A cross burning at the home of a gay man in Meigs County has caught the attention of the Ninth Judicial District Attorney, who has requested the assistance of the Tennessee Bureau of Investigation.
The cross burning case incident occurred on Thursday, June 29, when Brandon Waters, 23, of Ten Mile, Tenn., discovered the cross burning in his driveway.
The 6 to 8 foot-tall cross was discovered soon after the family had returned from dinner at the home Waters shares with his 62-year-old mother. They noticed the blaze as they looked out their front window. Perpetrators apparently left an offensive message containing homophobic slurs.
The cross burning is only the latest in a series of hate-based harassment inflicted on Waters and his partner, Brian Harmon, and his friend, Claudia. All three have encountered hate speech based on sexual orientation in the Meigs County area.
“We just want to live our lives,” says Waters. “I don’t understand why people can’t just leave us alone.”
Ninth Judicial District Attorney General Scott McCluen’s office announced that they had opened an investigation into the case. McCluen’s office indicated that they would request the assistance of the Tennessee Bureau of Investigation. TBI spokeswoman Jennifer Johnson confirmed that request.
The initial investigation conducted by the Meigs County Sheriff’s Office uncovered few leads as to the identity of the perpetrators.
“There is no person of interest at this time,” says Hickman. “We really don’t have a lot to go on. We have talked to all the neighbors. Nobody saw anything.”
According to reports from News Channel 9 in Chattanooga, occupants of a residence across the road from the Waters home offered comments on two newscasts airing on Friday, June 30.
“I don’t really know what happened and don’t really give a damn, but whoever done it, I’d probably give ’em 50 more [expletive deleted] dollars to do it again,” said James “Cotton” England who along with his wife, Judy England, and his brother, Mike England, live directly across the road from Waters.
The sheriff’s office called in investigators from the Tennessee State Fire Marshal’s office.

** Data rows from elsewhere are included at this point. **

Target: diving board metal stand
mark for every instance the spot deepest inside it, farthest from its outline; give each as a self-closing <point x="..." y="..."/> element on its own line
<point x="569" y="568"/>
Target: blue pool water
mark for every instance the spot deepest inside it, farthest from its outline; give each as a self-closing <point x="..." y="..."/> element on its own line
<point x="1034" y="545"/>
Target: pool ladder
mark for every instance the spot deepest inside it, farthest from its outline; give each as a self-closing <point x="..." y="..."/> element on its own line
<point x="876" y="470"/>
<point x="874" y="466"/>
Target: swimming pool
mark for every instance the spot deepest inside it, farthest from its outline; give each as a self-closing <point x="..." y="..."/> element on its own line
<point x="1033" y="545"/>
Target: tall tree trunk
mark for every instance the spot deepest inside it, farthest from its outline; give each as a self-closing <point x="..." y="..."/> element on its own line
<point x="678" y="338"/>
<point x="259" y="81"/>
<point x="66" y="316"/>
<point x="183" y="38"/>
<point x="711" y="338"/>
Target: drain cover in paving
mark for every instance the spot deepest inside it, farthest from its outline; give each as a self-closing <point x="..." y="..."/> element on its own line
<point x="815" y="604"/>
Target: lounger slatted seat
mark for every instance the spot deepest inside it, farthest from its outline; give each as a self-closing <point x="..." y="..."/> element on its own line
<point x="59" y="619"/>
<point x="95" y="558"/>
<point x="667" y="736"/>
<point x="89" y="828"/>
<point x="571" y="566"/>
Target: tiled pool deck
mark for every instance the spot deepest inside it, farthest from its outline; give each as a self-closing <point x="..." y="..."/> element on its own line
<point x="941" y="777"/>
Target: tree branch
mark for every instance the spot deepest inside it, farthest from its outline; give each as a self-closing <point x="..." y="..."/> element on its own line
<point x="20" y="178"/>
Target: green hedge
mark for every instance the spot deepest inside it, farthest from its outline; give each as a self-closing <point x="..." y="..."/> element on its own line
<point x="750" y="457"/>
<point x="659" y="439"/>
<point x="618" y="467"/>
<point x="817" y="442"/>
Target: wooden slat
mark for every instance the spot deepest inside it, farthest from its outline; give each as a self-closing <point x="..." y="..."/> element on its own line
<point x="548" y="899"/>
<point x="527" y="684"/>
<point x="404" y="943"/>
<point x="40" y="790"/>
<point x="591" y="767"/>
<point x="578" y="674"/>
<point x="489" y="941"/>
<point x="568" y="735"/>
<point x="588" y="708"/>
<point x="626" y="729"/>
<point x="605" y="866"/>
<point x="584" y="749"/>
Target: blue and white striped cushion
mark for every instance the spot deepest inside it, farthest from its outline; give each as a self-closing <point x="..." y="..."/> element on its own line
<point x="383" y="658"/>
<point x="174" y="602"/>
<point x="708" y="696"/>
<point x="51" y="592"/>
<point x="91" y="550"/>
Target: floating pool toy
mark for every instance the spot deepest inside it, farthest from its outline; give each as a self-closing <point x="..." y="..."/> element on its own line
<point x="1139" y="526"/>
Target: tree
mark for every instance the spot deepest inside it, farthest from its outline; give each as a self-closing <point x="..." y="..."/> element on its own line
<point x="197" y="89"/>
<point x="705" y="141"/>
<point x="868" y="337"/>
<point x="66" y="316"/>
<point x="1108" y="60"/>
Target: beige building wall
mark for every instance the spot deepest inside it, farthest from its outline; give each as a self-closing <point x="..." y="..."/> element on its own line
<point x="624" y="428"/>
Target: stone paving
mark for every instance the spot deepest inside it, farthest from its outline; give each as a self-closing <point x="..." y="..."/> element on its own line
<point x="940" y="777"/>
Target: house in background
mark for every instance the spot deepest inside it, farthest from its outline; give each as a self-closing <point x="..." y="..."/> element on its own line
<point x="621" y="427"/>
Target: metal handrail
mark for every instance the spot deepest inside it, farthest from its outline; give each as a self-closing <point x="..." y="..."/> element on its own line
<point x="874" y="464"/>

Bob Pollard of the Tennessee State Fire Marshal’s Bomb and Arson Squad verifies their availability as a resource for Meigs County officials.
A report by the “Daily Post-Athenian” that was picked up by the Associated Press said no hate crime had occurred because the victim was gay. “The Daily Post Athenian” is published in nearby McMinn County.
While federal hate crime statutes do not contain protections for sexual orientation or gender identity, Tennessee does have a statute on the books that came about as part of the Sentencing Reform Act of 1989. The statute — § 40-35-114 (17) — contains provisions that allow criminal court judges to substantially lengthen the penalty for any crime if the target is selected because of sexual orientation.
Speaking from Lambda Legal’s Atlanta office, Jack Senterfitt, senior legal counsel, said, “The Tennessee statute does provide us with an enhancement factor if the defendant intentionally selected the victim because of sexual orientation. That would enable the judge to enhance or lengthen a sentence that would otherwise be imposed for any conviction.”
In other words, any conviction for a crime related to this incident such as possible arson, malicious burning, terrorist threats, or criminal trespassing could result in extended jail time and other penalties because Waters was targeted based solely his on sexual orientation. According to Senterfitt, judges in such cases are obligated to consider the crime victim’s sexual orientation status if appropriate, but they are not bound by any requirement to attach additional penalties.
“This incident is terrifying. The Tennessee Equality Project (TEP) hopes that all applicable laws are brought to bear. What the situation also makes clear is that we need stronger hate crimes laws at the state and federal level and that local law enforcement officers need additional training in this area,” asserts Chris Sanders, TEP president.
Sarah Scanlon, regional field director for the Human Rights Campaign, weighed in as well. “We’ll be working with the TEP to keep watch on this situation. This was a horrible crime and regardless of the laws should be called for what it is: a hate crime.”
The Federal Bureau of Investigation (FBI) said they had no jurisdiction in the case because of a lack of federal hate crime protection for GLBT Americans.
Gary Kidder of the Knoxville FBI office notes that while their office tracks hate crimes based on sexual orientation for statistical purposes, they would have no jurisdiction in this case because of the lack of federal protections.
“When we do bring charges in cases such as this, they are based on civil rights violations,” explains Kidder.
Additional national attention has come from Carolyn Wagner, former national Vice President of Parents and Friends of Lesbians and Gays (PFLAG) and active member of Families United Against Hate, a nonprofit grassroots organization created by and for families and survivors of hate motivated violence. Wagner has offered support to the Waters family as the mother of a gay son who has encountered hate-based violence.
“We can send letters [from our organization] to help push for justice if you should need us,” offers Wagner.